(477b) Finding Needles in a Haystack: Sifting through 16M Catalysts for Optimal Methane-to-Methanol Catalyst Design Under Weak Thermodynamic Scaling
AIChE Annual Meeting
2022 Annual Meeting
Catalysis and Reaction Engineering Division
Data Science & Machine Learning Approaches to Catalysis II: AI-Accelerated Modeling of Catalysts and Materials
Wednesday, November 16, 2022 - 1:06pm to 1:24pm
Due to strong oxidation and spin-state dependence on the relative energetics of reactive intermediates on the methane-to-methanol energy landscape, linear free energy relationships that are invoked during HTVS to simplify catalyst screening cannot be readily used. As an alternative approach, the absence of universal scaling relations between intermediate energetics provides an opportunity for non-linear machine learning (ML) models that can be used over a larger space of candidate materials. Rather than relying on linear relationships between quantities, ML models can be trained to directly predict catalyst reactivity on the basis of chemical composition and applied to thousands of compounds.

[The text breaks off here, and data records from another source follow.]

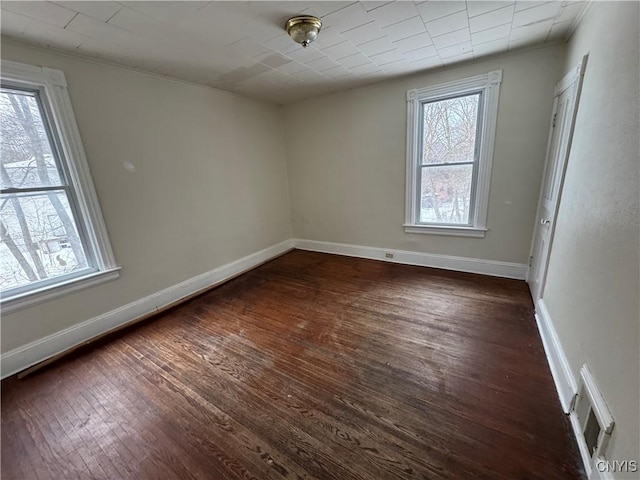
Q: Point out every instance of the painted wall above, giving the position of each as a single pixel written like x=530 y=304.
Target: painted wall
x=210 y=184
x=346 y=159
x=592 y=285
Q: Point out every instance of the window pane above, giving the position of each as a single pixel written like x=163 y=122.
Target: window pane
x=39 y=239
x=449 y=130
x=26 y=156
x=445 y=194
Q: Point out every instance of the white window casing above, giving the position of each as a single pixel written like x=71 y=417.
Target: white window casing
x=54 y=96
x=489 y=86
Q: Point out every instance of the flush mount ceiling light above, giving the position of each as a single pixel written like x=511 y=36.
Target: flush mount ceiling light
x=303 y=29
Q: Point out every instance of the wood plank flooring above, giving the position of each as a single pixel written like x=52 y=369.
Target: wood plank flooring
x=310 y=366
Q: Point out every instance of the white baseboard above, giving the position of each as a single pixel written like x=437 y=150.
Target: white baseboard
x=446 y=262
x=35 y=352
x=560 y=370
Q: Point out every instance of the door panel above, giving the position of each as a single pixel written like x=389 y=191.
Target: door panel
x=564 y=111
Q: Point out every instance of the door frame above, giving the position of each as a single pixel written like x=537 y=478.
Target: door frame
x=573 y=79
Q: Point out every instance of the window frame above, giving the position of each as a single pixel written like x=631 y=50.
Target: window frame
x=488 y=85
x=65 y=139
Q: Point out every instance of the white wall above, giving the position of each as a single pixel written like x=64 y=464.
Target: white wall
x=346 y=160
x=210 y=184
x=592 y=285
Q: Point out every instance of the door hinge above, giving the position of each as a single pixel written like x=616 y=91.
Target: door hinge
x=572 y=405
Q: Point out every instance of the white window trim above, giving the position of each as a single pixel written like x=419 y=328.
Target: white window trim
x=489 y=84
x=64 y=122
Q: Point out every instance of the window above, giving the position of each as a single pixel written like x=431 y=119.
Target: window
x=450 y=133
x=52 y=236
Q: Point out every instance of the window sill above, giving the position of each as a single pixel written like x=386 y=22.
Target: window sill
x=50 y=292
x=446 y=230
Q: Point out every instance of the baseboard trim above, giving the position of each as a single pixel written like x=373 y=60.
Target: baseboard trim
x=26 y=356
x=566 y=385
x=446 y=262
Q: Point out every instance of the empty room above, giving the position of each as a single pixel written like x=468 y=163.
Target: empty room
x=320 y=240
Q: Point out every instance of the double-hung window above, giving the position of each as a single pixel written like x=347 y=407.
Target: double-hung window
x=450 y=133
x=53 y=239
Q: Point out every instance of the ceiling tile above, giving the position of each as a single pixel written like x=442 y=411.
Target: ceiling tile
x=398 y=67
x=13 y=23
x=373 y=4
x=327 y=38
x=569 y=12
x=386 y=57
x=412 y=43
x=491 y=34
x=323 y=8
x=448 y=24
x=168 y=12
x=323 y=63
x=249 y=48
x=425 y=52
x=455 y=50
x=354 y=60
x=364 y=33
x=458 y=58
x=560 y=31
x=407 y=28
x=102 y=10
x=537 y=30
x=394 y=12
x=305 y=55
x=452 y=38
x=376 y=46
x=366 y=69
x=489 y=48
x=99 y=30
x=309 y=75
x=349 y=17
x=222 y=44
x=275 y=60
x=526 y=4
x=491 y=19
x=340 y=50
x=434 y=9
x=536 y=14
x=479 y=7
x=337 y=72
x=293 y=67
x=46 y=12
x=53 y=36
x=282 y=43
x=429 y=62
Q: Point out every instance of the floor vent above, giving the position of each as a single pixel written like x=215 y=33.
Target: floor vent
x=591 y=420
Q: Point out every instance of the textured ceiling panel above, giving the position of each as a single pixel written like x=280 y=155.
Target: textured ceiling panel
x=242 y=46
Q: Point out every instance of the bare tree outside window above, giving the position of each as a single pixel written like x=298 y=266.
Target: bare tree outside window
x=448 y=159
x=39 y=237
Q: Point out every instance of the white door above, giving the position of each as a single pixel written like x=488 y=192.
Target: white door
x=565 y=103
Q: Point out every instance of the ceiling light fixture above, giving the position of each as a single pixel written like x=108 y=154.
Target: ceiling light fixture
x=303 y=29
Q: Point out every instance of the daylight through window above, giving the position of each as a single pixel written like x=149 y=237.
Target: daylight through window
x=40 y=238
x=448 y=159
x=52 y=236
x=450 y=135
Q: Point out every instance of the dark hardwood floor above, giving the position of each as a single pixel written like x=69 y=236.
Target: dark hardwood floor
x=310 y=366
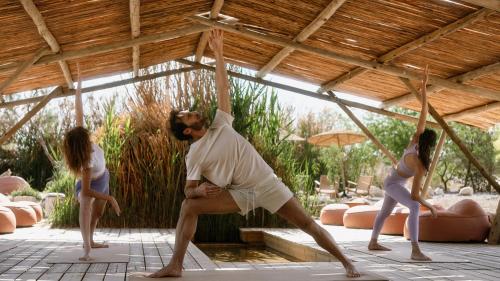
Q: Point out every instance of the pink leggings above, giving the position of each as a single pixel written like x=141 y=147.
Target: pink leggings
x=395 y=192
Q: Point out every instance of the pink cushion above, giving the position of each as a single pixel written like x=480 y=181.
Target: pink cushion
x=465 y=221
x=7 y=220
x=333 y=214
x=25 y=215
x=360 y=217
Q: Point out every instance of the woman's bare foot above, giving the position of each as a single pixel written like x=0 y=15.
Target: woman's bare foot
x=167 y=271
x=419 y=256
x=99 y=245
x=85 y=258
x=351 y=271
x=375 y=246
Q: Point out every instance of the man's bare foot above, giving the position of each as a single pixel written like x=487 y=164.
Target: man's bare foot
x=419 y=256
x=351 y=271
x=375 y=246
x=167 y=271
x=99 y=245
x=85 y=258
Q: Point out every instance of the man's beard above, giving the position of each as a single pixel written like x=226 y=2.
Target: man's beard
x=199 y=125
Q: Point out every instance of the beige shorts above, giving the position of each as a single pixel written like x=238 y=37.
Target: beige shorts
x=271 y=195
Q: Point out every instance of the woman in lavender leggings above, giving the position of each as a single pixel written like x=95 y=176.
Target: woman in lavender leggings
x=414 y=163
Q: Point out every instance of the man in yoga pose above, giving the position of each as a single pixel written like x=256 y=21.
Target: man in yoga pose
x=240 y=180
x=414 y=163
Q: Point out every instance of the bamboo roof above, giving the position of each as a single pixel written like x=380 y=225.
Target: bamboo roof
x=367 y=30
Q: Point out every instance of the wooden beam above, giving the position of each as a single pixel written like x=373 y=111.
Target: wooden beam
x=30 y=114
x=365 y=130
x=462 y=78
x=432 y=168
x=135 y=28
x=379 y=67
x=321 y=19
x=78 y=99
x=23 y=67
x=71 y=92
x=202 y=44
x=490 y=4
x=312 y=94
x=415 y=44
x=471 y=111
x=449 y=131
x=124 y=44
x=37 y=18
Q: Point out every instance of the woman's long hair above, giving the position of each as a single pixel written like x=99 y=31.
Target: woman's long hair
x=426 y=141
x=77 y=149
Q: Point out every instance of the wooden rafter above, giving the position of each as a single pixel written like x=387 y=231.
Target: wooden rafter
x=312 y=94
x=471 y=111
x=135 y=28
x=23 y=67
x=462 y=78
x=37 y=18
x=321 y=19
x=71 y=92
x=417 y=43
x=202 y=44
x=373 y=65
x=30 y=114
x=490 y=4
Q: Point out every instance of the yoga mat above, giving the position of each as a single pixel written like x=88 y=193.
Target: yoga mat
x=70 y=254
x=262 y=275
x=403 y=254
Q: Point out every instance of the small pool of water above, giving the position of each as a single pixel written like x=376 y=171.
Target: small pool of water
x=244 y=253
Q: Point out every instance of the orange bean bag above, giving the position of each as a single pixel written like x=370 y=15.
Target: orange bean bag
x=465 y=221
x=333 y=214
x=360 y=216
x=10 y=184
x=25 y=215
x=395 y=222
x=36 y=207
x=357 y=202
x=7 y=220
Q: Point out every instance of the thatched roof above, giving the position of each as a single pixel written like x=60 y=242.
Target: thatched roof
x=461 y=37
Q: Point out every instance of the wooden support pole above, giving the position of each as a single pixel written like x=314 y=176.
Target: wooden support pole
x=44 y=31
x=23 y=67
x=321 y=19
x=313 y=94
x=415 y=44
x=449 y=131
x=365 y=130
x=462 y=78
x=30 y=114
x=435 y=159
x=78 y=99
x=202 y=44
x=490 y=4
x=68 y=93
x=135 y=28
x=379 y=67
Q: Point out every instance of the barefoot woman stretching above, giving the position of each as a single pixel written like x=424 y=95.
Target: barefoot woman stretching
x=414 y=163
x=86 y=161
x=240 y=179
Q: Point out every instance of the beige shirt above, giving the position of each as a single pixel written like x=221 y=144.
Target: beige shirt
x=225 y=158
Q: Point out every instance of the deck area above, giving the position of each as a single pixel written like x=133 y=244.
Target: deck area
x=150 y=249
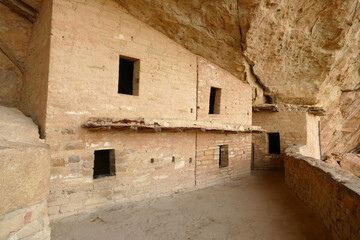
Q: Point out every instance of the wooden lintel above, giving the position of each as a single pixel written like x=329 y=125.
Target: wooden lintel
x=266 y=107
x=12 y=56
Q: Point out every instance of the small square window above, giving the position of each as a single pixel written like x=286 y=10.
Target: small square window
x=104 y=163
x=215 y=97
x=223 y=156
x=274 y=143
x=129 y=76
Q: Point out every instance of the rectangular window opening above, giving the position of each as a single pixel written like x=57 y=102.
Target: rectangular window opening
x=215 y=96
x=274 y=143
x=129 y=76
x=104 y=163
x=223 y=156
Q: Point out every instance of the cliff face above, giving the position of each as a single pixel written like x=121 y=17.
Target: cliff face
x=16 y=18
x=299 y=52
x=302 y=51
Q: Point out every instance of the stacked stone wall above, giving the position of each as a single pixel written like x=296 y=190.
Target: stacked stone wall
x=208 y=171
x=332 y=193
x=291 y=125
x=86 y=42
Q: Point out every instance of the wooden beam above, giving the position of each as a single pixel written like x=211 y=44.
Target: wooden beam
x=12 y=56
x=21 y=8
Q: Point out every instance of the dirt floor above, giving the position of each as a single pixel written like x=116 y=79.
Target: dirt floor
x=256 y=207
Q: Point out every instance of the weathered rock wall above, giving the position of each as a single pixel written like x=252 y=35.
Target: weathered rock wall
x=87 y=40
x=290 y=124
x=332 y=193
x=340 y=128
x=24 y=178
x=33 y=101
x=14 y=39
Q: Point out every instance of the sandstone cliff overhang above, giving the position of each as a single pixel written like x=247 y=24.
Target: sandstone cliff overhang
x=165 y=125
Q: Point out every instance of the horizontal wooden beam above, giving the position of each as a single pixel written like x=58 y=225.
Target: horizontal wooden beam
x=21 y=8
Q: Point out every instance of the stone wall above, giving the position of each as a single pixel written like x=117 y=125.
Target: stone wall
x=146 y=165
x=208 y=171
x=290 y=124
x=24 y=178
x=236 y=96
x=86 y=42
x=31 y=222
x=332 y=193
x=14 y=38
x=35 y=86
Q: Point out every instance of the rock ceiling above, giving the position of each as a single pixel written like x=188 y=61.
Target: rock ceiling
x=303 y=52
x=298 y=52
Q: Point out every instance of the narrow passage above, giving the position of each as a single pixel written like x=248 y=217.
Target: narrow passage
x=256 y=207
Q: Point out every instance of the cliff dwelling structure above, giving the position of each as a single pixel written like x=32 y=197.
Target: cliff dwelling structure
x=149 y=119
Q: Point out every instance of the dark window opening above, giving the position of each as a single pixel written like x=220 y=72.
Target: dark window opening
x=215 y=96
x=223 y=156
x=274 y=143
x=104 y=163
x=129 y=76
x=268 y=99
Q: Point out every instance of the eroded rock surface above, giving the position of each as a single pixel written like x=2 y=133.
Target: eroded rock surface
x=351 y=162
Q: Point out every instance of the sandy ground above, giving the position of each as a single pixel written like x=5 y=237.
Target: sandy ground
x=257 y=207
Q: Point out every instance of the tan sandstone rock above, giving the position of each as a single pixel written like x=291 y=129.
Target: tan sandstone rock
x=351 y=162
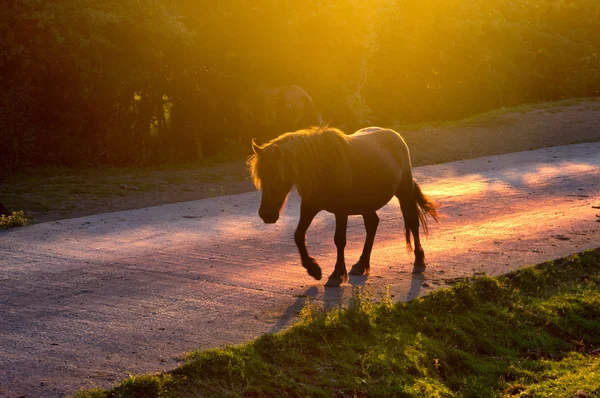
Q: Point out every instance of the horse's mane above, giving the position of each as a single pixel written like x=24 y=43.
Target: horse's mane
x=318 y=158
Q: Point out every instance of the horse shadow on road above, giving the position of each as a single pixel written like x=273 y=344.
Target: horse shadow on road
x=337 y=298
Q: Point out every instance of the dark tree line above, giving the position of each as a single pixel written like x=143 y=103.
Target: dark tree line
x=93 y=82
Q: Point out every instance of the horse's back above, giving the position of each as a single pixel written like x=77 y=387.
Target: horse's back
x=382 y=140
x=380 y=166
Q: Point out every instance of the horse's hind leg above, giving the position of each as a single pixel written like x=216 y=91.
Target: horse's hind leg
x=363 y=265
x=410 y=212
x=307 y=214
x=339 y=274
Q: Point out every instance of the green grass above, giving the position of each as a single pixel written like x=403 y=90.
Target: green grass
x=551 y=106
x=532 y=333
x=15 y=219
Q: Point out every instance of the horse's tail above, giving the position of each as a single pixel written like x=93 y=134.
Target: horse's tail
x=415 y=209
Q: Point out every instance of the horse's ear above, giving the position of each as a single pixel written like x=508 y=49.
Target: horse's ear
x=255 y=148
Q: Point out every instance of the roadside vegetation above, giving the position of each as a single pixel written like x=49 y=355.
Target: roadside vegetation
x=15 y=219
x=531 y=333
x=53 y=193
x=89 y=82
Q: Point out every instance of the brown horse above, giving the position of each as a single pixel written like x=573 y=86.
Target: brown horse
x=269 y=111
x=344 y=175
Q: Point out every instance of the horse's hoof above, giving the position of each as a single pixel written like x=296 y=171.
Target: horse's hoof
x=313 y=269
x=419 y=268
x=336 y=281
x=359 y=270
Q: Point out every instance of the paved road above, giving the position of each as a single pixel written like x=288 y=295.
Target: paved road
x=87 y=301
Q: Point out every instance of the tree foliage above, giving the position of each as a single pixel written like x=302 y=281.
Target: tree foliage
x=87 y=82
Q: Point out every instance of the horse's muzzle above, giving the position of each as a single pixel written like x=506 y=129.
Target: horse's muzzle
x=268 y=217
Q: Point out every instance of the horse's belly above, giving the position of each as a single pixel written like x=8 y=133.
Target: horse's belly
x=360 y=203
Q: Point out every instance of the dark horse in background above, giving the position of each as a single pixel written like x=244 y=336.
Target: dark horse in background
x=267 y=112
x=3 y=210
x=344 y=175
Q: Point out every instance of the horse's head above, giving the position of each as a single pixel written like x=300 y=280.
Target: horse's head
x=271 y=175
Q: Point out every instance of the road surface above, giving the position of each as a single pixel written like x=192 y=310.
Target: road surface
x=86 y=302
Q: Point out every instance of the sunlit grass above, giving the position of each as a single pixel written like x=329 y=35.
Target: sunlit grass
x=535 y=332
x=15 y=219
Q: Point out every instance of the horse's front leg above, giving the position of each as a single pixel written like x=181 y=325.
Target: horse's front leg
x=363 y=265
x=307 y=214
x=339 y=275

We sift through a large space of possible compounds to evaluate candidate catalysts. Here, we draw inspiration from experimentally synthesized macrocycles (e.g. porphyrins, cyclams, corroles, and phthalocyanines), and recombine their pieces to make new macrocycles. We use ML model driven efficient global optimization with a 2D expected improvement criterion to simultaneously optimize the thermodynamics for C-H bond activation (e.g. hydrogen atom transfer), and methanol release energetics. This creates a Pareto front of methane oxidation catalysts that demonstrate the best tradeoffs between C-H bond activation and methanol release. We use active learning to improve model performance on the Pareto front and generate novel lead candidate materials that we validate by DFT.